Design a user-centric AI agent to streamline and enhance the management and orchestration of edge computing resources, enabling users to perform complex tasks intuitively and efficiently. Enable the user to express their “intent” and the agent acts (whether we have UI built for it or not).
An AI agent can bridge this gap by automating repetitive tasks, providing actionable insights, and simplifying the orchestration process. With intelligent recommendations and a user-friendly interface, the agent enhances productivity, reduces errors, and ensures smooth operation in even the most demanding edge scenarios.
Design a user-centric AI agent to streamline and enhance the management and orchestration of edge computing resources, enabling users to perform complex tasks intuitively and efficiently. Enable the user to express their “intent,” and the agent performs the action (whether we have UI built for it or not). Additionally, we needed to reduce and eliminate any support tickets associated with how the product functions and simple questions around the product documentation.
Research Methods: Usability analysis, Heuristics analysis, Ux benchmark, and user flow mapping.

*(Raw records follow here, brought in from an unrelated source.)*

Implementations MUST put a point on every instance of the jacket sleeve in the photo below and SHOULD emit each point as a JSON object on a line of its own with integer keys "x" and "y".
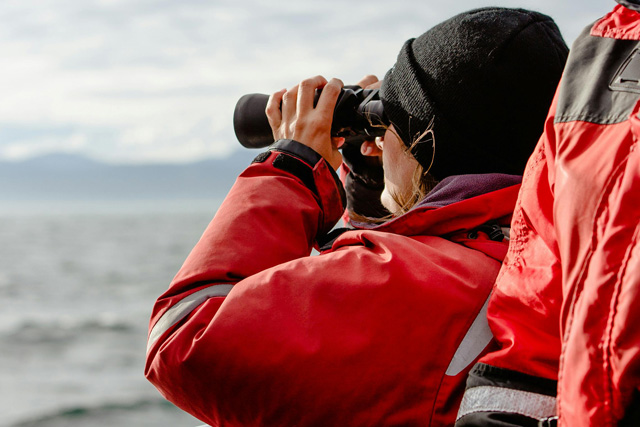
{"x": 273, "y": 214}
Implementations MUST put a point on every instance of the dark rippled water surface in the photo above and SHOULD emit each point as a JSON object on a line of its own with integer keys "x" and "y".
{"x": 77, "y": 283}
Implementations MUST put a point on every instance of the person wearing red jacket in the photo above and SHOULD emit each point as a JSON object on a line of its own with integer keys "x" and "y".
{"x": 565, "y": 307}
{"x": 382, "y": 327}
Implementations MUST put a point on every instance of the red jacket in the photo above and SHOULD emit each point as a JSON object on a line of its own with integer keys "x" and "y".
{"x": 565, "y": 305}
{"x": 379, "y": 329}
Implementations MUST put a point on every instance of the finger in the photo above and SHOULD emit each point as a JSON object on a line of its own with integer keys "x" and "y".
{"x": 367, "y": 80}
{"x": 370, "y": 148}
{"x": 272, "y": 110}
{"x": 329, "y": 97}
{"x": 307, "y": 93}
{"x": 289, "y": 103}
{"x": 375, "y": 85}
{"x": 337, "y": 141}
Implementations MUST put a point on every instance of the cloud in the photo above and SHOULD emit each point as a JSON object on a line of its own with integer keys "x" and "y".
{"x": 143, "y": 80}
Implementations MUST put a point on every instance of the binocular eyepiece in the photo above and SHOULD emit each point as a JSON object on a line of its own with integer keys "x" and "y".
{"x": 358, "y": 116}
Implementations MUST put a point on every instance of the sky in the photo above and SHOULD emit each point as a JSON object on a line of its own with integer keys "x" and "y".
{"x": 147, "y": 81}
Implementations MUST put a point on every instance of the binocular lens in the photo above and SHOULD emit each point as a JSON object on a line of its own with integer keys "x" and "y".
{"x": 358, "y": 115}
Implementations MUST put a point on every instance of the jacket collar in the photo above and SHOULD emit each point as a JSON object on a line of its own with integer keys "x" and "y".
{"x": 458, "y": 204}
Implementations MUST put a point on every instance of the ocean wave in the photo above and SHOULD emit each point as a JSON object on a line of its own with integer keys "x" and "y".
{"x": 42, "y": 330}
{"x": 156, "y": 412}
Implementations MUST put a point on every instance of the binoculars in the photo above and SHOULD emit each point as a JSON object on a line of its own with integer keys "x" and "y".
{"x": 358, "y": 116}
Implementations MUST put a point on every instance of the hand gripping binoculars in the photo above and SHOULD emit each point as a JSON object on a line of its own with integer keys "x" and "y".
{"x": 358, "y": 116}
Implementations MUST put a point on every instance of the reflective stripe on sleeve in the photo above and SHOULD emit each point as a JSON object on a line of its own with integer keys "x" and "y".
{"x": 182, "y": 309}
{"x": 500, "y": 399}
{"x": 474, "y": 342}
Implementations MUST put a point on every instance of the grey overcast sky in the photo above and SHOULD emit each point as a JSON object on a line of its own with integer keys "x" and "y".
{"x": 140, "y": 81}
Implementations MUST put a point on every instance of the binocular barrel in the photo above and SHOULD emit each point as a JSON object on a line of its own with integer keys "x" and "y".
{"x": 358, "y": 115}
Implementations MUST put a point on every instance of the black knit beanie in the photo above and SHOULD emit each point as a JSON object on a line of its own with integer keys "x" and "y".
{"x": 484, "y": 81}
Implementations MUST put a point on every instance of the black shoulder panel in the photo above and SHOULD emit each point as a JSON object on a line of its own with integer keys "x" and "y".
{"x": 601, "y": 82}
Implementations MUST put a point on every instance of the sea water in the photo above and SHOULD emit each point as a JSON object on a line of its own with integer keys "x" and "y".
{"x": 77, "y": 284}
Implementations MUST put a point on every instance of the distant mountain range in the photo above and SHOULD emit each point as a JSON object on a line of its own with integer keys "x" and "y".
{"x": 73, "y": 177}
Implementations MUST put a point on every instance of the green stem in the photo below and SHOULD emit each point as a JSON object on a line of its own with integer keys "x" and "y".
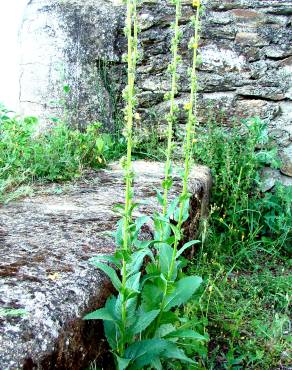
{"x": 172, "y": 115}
{"x": 188, "y": 157}
{"x": 131, "y": 19}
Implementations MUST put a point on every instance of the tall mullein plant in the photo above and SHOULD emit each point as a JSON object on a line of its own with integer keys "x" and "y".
{"x": 171, "y": 116}
{"x": 191, "y": 108}
{"x": 117, "y": 308}
{"x": 182, "y": 212}
{"x": 138, "y": 324}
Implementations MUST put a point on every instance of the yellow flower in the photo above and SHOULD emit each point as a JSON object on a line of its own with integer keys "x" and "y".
{"x": 196, "y": 3}
{"x": 137, "y": 116}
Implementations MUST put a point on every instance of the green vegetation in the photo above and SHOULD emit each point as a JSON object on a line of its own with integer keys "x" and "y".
{"x": 243, "y": 258}
{"x": 57, "y": 154}
{"x": 228, "y": 308}
{"x": 140, "y": 323}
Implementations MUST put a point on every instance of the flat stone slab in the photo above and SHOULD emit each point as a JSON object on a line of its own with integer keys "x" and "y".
{"x": 46, "y": 241}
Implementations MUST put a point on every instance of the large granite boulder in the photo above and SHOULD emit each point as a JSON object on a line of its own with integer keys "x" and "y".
{"x": 46, "y": 241}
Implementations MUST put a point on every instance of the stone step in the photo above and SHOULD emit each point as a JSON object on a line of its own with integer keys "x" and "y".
{"x": 46, "y": 241}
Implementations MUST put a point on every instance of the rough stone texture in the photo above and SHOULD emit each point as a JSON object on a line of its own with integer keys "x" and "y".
{"x": 246, "y": 62}
{"x": 46, "y": 241}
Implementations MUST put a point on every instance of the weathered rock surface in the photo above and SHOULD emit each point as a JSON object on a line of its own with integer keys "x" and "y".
{"x": 246, "y": 61}
{"x": 46, "y": 241}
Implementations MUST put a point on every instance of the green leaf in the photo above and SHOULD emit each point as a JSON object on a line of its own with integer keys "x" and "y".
{"x": 119, "y": 233}
{"x": 156, "y": 364}
{"x": 101, "y": 314}
{"x": 172, "y": 207}
{"x": 186, "y": 246}
{"x": 159, "y": 197}
{"x": 122, "y": 363}
{"x": 110, "y": 272}
{"x": 165, "y": 257}
{"x": 176, "y": 232}
{"x": 173, "y": 352}
{"x": 144, "y": 320}
{"x": 66, "y": 89}
{"x": 111, "y": 329}
{"x": 137, "y": 259}
{"x": 99, "y": 144}
{"x": 182, "y": 292}
{"x": 151, "y": 297}
{"x": 133, "y": 282}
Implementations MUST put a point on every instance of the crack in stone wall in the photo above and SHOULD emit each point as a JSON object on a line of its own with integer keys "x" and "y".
{"x": 246, "y": 63}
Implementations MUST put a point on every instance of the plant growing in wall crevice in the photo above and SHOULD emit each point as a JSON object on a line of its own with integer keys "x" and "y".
{"x": 171, "y": 116}
{"x": 140, "y": 323}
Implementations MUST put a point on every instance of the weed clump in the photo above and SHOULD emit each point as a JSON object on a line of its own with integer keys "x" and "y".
{"x": 58, "y": 154}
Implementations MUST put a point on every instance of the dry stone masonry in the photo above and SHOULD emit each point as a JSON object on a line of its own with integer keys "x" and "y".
{"x": 246, "y": 67}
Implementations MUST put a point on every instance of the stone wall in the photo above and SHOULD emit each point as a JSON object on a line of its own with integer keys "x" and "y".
{"x": 246, "y": 62}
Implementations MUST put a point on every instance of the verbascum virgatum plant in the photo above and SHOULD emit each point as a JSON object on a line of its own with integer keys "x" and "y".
{"x": 140, "y": 323}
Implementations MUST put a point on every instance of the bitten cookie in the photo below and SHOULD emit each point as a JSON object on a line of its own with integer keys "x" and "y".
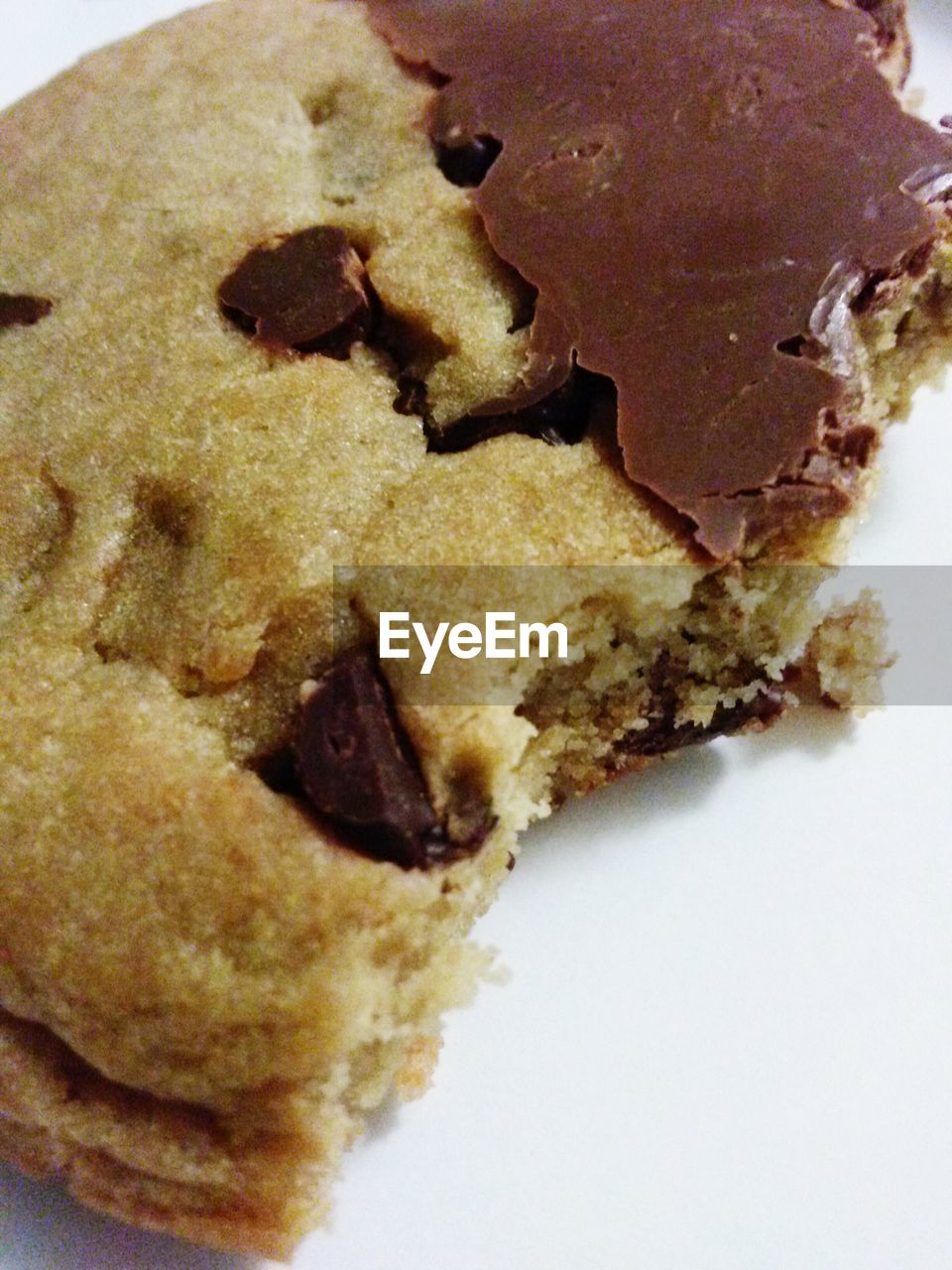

Design Process: 1. Research phase to gather quantitative and qualitative information. 2. Information analysis to gather findings and insights to discuss with stakeholders 3. Preparation of the strategy Doc for the implementation phases. 3. Ideation and production of a wireframe prototype. 4. User testing for the concept prototypes and later refinement. 5. Layout of the new user flow to be discussed with stakeholders (business and engineering). 6. Preparation of the deliverables for the UI design. Tools Used: Figma as base tool for compile and analyze information and design the prototypes.
AI assistant flows based on the 3 proposed interaction patterns: 1. Reactive: Chat assistant interactions and Smart summary feature. 2. Proactive: Proposed actions on chat assistant and floating bar. 3. Predictive: Insights pannel with alerts.